NILIF - Nothing in Life is Free

Sandy, Oskar's former foster Mom put us on to this method of training. And it literally saved his life and taught me much in dealing with a fear aggressive, dominant dog. For those of you who aren't familiar with this training - it isn't rocket science. Matter of fact - it is so simple - don't know why I didn't come up with it! Your dog basically has to "work" for anything he or she wants! It teaches them that YOU control the resources - whether it's food, water, toys, treats, affection, walks - whatever - it all comes from YOU. No "free range" feeding is allowed - (the bowl or floor doesn't supply the food - YOU do). Meal times are at specific times - fed by you and/or family members.

So, begins the daily routine for the rest of our lives. By "working" - I mean Oskar has to do something in order to get what he wants. Simple, really. He wants his breakfast - bum has to be sitting on the floor before the bowl goes down. He wants to go out for a pee - gotta sit to get the harness on. (or go into the down position - which is a tough pill for him to swallow - dominant dogs don't like to do "down").

In the early stages, since both daughter and I were leary of Oskar, he bonded with hubby, Ron.

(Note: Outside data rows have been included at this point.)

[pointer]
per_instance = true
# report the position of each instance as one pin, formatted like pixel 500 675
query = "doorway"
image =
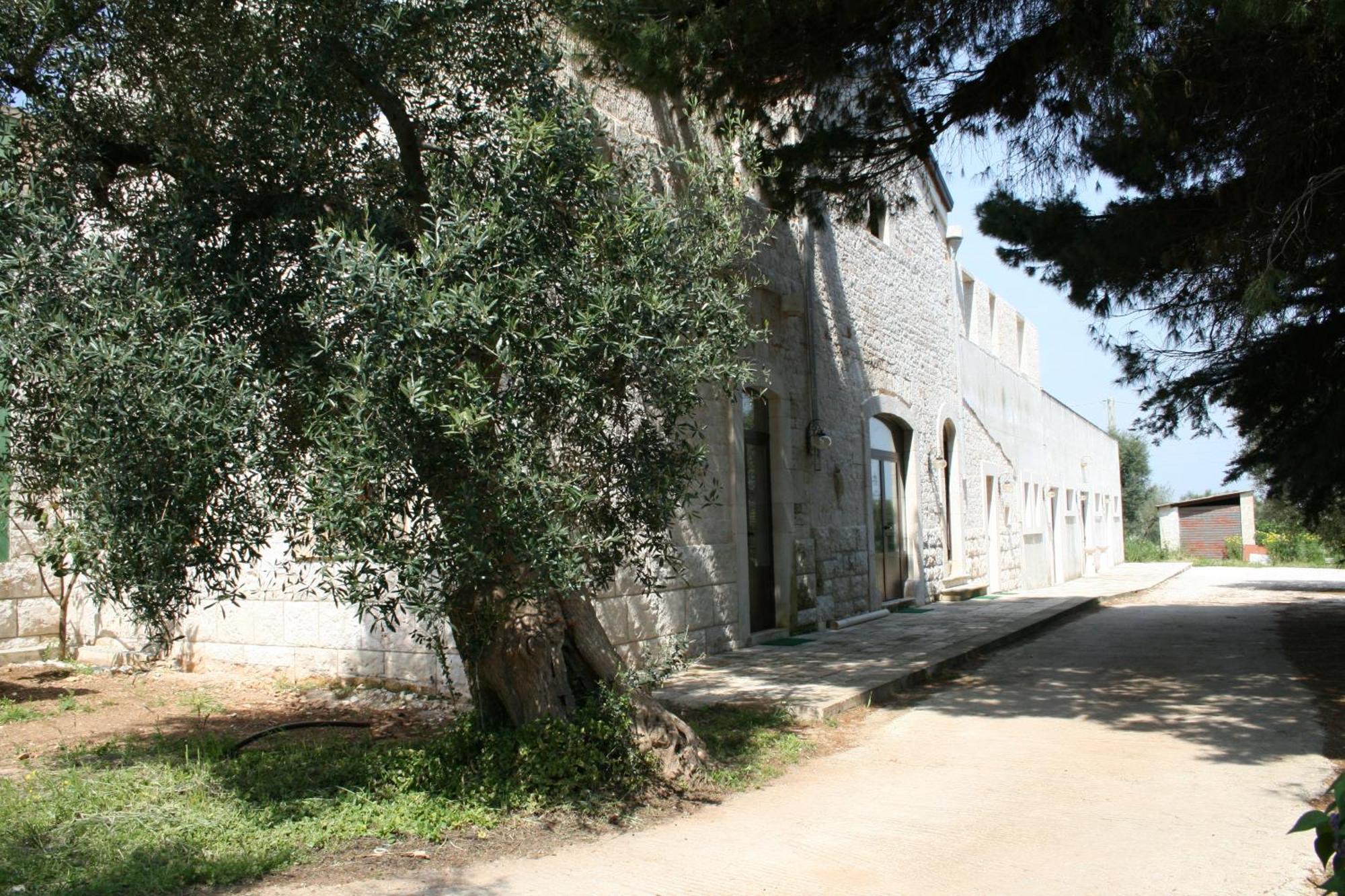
pixel 888 446
pixel 761 520
pixel 992 534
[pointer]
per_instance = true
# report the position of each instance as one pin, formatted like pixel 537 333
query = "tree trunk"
pixel 544 659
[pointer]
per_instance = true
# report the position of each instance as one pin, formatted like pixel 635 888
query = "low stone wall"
pixel 29 616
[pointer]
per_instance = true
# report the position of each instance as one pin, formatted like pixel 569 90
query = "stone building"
pixel 896 447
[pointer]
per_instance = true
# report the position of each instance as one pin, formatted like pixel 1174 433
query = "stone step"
pixel 964 591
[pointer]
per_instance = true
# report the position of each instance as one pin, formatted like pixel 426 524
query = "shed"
pixel 1202 525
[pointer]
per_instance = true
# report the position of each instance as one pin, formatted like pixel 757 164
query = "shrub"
pixel 1293 546
pixel 1141 551
pixel 1327 825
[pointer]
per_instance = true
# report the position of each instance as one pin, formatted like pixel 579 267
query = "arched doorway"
pixel 890 443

Which is fine, but now that created another problem. He felt he had to "guard" Ron - not allow anyone to sit with him or come near him. So, lesson #2 began. Stick with me - it gets real "touchy-feely" here. I swear to God I'm not making this stuff up - we really had to do this.

Ron had to show Oskar that he (Ron) chose me - over him!! (I thought he did that at our wedding ceremony!) And by doing that - we (Ron and I) would sit on the loveseat or sofa and touch each other (okay - no snickering - this is not X rated!) Many times Oskar would try to jump up and wiggle in between us! But each time he did, he was set on the floor. After a few days, Oskar was "invited" up to join us - but he had to remain off to the side - and yep -we're still in the "touchy-feely" stage. But - it taught Oskar that I was #1 with Ron and it's still in place today. Refresher courses are taught, as required.

Also - no sleeping in the human bed! A huge no-no for a dog with dominance issues. Now that Oskar is a bit better with this - we do allow him in for brief spurts - but only because he has "earned" the right to be there.

After 5 years of continuous training and working with him - we have him as good as he's ever going to get. Is he 100%? Nah, not even close. He can be a turd, but he 's our turd. We avoid putting him into situations where we think he will react negatively. But in our home, he and I have a mutual understanding and respect for each other. What's mine is mine and what's his - is negotiable!

2 comments:

Joan Sinden said...

When I was reading this post I thought of Jackie at several points - especially when you came into your living room and Oscar starting snarling at you - Jackie does that when he's sitting on the couch next to me and my Dad comes into the living room - but at his age and the life he's had - we deal with it by just accepting it and talking to him and saying "what's wrong with grampy? Why can't he come into the living room?" And then Dad sits down in his chair and everything's okay and the snarling stops - our house is full of personalities - and each dog has their own personality that they've brought with them - certainly if that was my 90 pound rottweiller Daisy - I'd have to do something about it! But a 22 pound llasa apso who we can just work around - it's not too big a deal. But you're right about the NILIF program - I've used that with great success with the big dogs - although I have to admit I do let the dogs on the bed regardless - it's one of the main reason I have dogs - so I have something to sleep with.

Joan

Pat said...

That also reminds me of our Sam, who is also a rescue. He started growling at my hubby when he came in our bedroom (Sam's bed is on the floor beside me) and eventually came out of his bed and nipped Gordie on the hand.
We dealt with him the very same way, making sure he knew that Gordie was above him in the pack....I was always the TOP DOG in Sam's eyes and still am, LOL...and now he's fine with both of us.
It's actually funny that a 13 lb. dog actually thinks he's alpha to a 200 lb. man, but they can be little terrors if we let them!
Thankfully my two girls are very submissive and we've had no problems with either of them.